|
FIFA serisinin son oyunu FIFA 2002 sonunda piyasada. FIFA fanatiklerinin uzun zamandır sabırsızlıkla beklediği oyun acaba bu bekleyişlere değdi mi? Bu soruyu okumaya başladığınız bu incelemede yanıtlamaya çalışacağız. PC’de rakipsiz olan FIFA için ne yazık ki aynı şeyi PlayStation’da söylemek mümkün değil. Serinin önceki oyunları, ISS yani nam-ı diğer Winning Eleven’dan maalesef daha iyi olmayı başaramamıştı. Oyunun artı ve eksilerine geçmeden önce genel bir inceleme yapmakta yarar var.
FIFA 2002 akıllıca hazırlanmış bir demoyla başlıyor. Demonun içeriği kadar kalitesi iyi olmasa da izleyenlere hoş birkaç dakika yaşattığını söyleyebiliriz. Demonun en güzel yanı ise içinde Milan, Arsenal, Inter, Real Madrid gibi birçok ünlü dünya takımının formalarının yanında Galatasaray formasını da görmek. Demoda birçok kez görünen Galatasaray’lı futbolcu modelleri bir Galatasaray’lı olarak gerçekten göğsümü kabarttı. Ve demo Thierry Henry’nin attığı müthiş serbest vuruş golüyle sona eriyor. Henry bu golün aynısını geçtiğimiz günlerde Juventus’a kazanılan bir serbest vuruşun ardından attı. Bu arada demoyu izleyemeyenler oyunun ekran görüntülerinde Galatasaray’ın yer aldığı sahneleri görebilirler benden hatırlatması.
FIFA 2002’yi ilk açtığımızda karşımıza “Play Now”, “Game Modes”, “Options” ve “Inside EA Sports” menüleri geliyor. “Play Now” seçeneği ile hemen iki takım seçip oyuna başlayabiliyoruz. “Options” menüsünden oyunun ayarlarını yapabilir, “Inside EA Sports” menüsünden ise diğer 2002 serisi spor oyunları hakkında bir demo izleyebilirsiniz. Ama esas heyecan “Game Modes” menüsü altına gizlenmiş. Buradan UEFA ve Şampiyonlar Ligi’ne katılabilir, gözde bir Avrupa ülkesinin liginde şampiyonluk kovalayabilir, kendi turnuvanızı hayallerinize göre şekillendirip oynayabilir veya bir milli takım seçip o ülkeyle Dünya kupası elemelerinde zorlu maçlar yaparak finallere gidebilirsiniz. Bu kadar bol seçenek FIFA 2002’yi daha uzun süre oynanabilir hale getiren etkenlerin başında geliyor.

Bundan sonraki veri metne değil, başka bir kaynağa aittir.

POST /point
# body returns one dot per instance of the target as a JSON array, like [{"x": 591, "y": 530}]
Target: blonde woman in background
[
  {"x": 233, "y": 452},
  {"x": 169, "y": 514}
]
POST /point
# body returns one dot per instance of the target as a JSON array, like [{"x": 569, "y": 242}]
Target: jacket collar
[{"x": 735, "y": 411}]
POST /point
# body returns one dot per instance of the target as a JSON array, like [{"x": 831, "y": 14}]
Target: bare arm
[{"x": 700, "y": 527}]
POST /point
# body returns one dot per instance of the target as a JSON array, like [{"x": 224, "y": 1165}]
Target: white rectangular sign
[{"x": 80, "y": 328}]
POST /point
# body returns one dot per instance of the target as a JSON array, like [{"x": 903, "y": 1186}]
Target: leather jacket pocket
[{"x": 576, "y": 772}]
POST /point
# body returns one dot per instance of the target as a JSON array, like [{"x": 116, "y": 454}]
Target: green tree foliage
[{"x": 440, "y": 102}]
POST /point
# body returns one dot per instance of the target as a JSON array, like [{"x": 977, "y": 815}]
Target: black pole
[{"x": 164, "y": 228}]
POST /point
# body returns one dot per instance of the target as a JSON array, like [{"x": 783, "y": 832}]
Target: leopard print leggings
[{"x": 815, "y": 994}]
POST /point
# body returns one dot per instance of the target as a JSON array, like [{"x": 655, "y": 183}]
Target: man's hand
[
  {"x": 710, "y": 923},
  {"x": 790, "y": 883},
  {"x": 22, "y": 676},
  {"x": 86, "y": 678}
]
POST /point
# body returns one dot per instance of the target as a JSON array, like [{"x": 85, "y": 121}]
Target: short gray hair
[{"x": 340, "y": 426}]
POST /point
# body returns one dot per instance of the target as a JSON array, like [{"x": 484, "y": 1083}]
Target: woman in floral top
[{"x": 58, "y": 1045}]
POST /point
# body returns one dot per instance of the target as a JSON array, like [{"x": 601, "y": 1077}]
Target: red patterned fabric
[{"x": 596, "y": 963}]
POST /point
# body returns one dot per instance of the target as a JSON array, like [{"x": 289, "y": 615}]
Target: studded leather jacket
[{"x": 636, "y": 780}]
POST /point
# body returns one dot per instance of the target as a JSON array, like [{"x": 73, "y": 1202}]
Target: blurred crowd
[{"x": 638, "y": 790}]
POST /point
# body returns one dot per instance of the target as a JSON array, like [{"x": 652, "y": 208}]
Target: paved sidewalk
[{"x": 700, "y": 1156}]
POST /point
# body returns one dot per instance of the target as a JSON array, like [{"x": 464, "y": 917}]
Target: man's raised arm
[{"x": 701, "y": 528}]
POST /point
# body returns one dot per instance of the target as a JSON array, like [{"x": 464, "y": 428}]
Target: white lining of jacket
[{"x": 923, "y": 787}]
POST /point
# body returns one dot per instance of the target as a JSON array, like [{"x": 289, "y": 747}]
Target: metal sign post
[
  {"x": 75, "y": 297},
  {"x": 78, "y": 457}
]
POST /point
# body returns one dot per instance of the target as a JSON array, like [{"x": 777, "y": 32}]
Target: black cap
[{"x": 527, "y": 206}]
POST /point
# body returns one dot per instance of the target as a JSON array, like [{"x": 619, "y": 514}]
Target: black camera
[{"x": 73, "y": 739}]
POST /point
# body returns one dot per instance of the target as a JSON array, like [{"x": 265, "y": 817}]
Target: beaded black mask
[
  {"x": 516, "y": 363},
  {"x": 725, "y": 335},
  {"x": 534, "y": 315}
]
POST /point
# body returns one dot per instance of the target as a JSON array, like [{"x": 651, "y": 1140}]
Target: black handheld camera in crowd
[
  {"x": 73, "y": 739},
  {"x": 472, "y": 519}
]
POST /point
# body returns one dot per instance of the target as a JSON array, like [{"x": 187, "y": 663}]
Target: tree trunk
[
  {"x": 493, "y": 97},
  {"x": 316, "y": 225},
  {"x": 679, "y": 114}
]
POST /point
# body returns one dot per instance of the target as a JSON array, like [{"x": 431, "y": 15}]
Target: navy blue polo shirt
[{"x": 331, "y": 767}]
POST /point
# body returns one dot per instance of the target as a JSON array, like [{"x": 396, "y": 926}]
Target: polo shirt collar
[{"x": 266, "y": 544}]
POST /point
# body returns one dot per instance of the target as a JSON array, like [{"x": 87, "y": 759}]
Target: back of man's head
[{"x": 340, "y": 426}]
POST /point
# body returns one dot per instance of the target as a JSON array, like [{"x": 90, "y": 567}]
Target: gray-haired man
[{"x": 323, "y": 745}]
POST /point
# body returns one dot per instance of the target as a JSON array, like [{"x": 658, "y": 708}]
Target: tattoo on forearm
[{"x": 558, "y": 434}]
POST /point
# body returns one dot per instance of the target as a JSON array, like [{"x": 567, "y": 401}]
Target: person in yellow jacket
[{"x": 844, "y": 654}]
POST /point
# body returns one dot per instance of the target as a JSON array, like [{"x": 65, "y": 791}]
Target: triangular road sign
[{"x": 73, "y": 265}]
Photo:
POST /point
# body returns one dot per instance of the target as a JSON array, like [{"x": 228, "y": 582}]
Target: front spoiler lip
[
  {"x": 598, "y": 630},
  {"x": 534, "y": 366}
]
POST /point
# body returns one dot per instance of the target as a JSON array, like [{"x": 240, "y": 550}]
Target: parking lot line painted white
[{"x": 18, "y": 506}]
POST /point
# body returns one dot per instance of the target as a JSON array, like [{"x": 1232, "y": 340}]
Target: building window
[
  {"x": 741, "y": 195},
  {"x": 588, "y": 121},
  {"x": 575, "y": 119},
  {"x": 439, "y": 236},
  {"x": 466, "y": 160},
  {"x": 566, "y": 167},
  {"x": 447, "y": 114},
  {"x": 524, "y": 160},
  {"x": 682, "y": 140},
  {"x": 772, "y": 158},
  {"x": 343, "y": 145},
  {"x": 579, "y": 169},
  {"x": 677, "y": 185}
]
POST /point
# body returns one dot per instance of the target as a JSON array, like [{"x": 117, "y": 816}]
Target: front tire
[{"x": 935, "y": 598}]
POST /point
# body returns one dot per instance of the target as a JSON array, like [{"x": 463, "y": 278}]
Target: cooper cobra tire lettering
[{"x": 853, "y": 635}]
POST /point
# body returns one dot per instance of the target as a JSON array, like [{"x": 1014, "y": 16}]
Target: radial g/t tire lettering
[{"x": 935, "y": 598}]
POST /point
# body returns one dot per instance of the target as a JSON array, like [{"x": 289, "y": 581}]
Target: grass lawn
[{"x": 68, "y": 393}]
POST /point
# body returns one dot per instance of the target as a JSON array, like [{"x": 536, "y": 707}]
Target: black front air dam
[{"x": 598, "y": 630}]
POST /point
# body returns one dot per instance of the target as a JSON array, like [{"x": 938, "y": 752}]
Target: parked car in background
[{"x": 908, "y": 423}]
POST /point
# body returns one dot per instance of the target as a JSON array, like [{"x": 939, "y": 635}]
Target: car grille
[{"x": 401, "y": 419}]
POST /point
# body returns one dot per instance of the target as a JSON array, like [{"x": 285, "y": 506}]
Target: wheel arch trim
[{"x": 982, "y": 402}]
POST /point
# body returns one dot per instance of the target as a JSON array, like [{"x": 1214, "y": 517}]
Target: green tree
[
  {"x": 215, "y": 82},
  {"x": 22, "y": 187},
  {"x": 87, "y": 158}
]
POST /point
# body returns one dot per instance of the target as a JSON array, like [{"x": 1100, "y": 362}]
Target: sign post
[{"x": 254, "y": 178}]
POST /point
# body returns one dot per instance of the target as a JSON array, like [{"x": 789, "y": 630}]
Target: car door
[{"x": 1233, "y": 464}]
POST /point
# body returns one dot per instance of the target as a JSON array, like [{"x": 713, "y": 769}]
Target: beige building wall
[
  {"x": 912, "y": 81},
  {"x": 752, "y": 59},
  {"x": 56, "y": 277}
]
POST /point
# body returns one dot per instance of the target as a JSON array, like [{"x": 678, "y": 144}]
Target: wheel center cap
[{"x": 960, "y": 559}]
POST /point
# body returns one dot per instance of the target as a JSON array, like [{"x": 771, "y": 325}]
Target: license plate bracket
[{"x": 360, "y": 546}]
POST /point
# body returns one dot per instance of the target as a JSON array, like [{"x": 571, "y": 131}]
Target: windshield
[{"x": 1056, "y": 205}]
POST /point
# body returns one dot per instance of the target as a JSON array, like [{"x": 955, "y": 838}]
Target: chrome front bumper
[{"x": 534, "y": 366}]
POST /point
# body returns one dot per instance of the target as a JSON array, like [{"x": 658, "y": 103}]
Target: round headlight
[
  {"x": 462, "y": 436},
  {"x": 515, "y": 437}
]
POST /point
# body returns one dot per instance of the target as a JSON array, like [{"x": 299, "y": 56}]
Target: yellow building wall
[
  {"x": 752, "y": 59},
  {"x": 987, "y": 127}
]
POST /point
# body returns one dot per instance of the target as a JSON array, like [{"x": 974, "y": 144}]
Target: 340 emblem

Oyunun geneli yukarıda da bahsettiğim gibi alışılagelmiş FIFA konseptinin üzerine kurulmuş. Daha önceki FIFA’larda karşılaştığımız neredeyse her şey FIFA 2002’de mevcut. Hal böyle olunca FIFA’nın hala kabuğunu yırtamamış olması oyunun en büyük handikabı haline geliyor. FIFA 2001’de ne gördüyseniz aynısını 2002’de tekrar görmek birçok oyuncuyu artık tatmin etmiyor. Menülerin ve oyun kurgusunun aynı olması birçok oyuncuyu “FIFA 2002’yi alsam mı? Almasam mı?” ikilemine sürüklüyor. Tabi tüm bunlar bir eksi gibi gözükse de azımsanamayacak kadar büyük bir FIFA fanatik kitlesi de oyunun böyle olmasından gayet mutlu.
Az önce de oyunun genelinde bahsettiğim gibi FIFA 2002 aynen 98’de olduğu gibi içinde bir “Road to World Cup” seçeneği barındırıyor. Oyunun herhalde oyuncuyu kendisine en çok kilitleyen noktası da burası. Grup eleme maçlarını oynamak gerçekten eğlenceli oluyor. Yapımcılarda zaten bunu hedeflemiş, oyunun eksilerini sürükleyici seçenekler ile yamamak. Aslında çok başarılı oldukları söylenebilir. Siz finallere çıkmaya çalışırken farkında olmadan saatlerce oyunun başında kalıyorsunuz. Ama hiç heveslenmeyin maalesef FIFA 2002’de Dünya Kupası modu yok. Sanırım tarih tekerrür edecek ve 98 yılında olduğu gibi kupanın başlamasına az bir süre kala World Cup 2002 oyunu çıkacak. Ee oyun yapmak kadar bir satış stratejisi geliştirmek de önemli, EA böyle yaparak FIFA 2002’yi iki kere satmış olacak.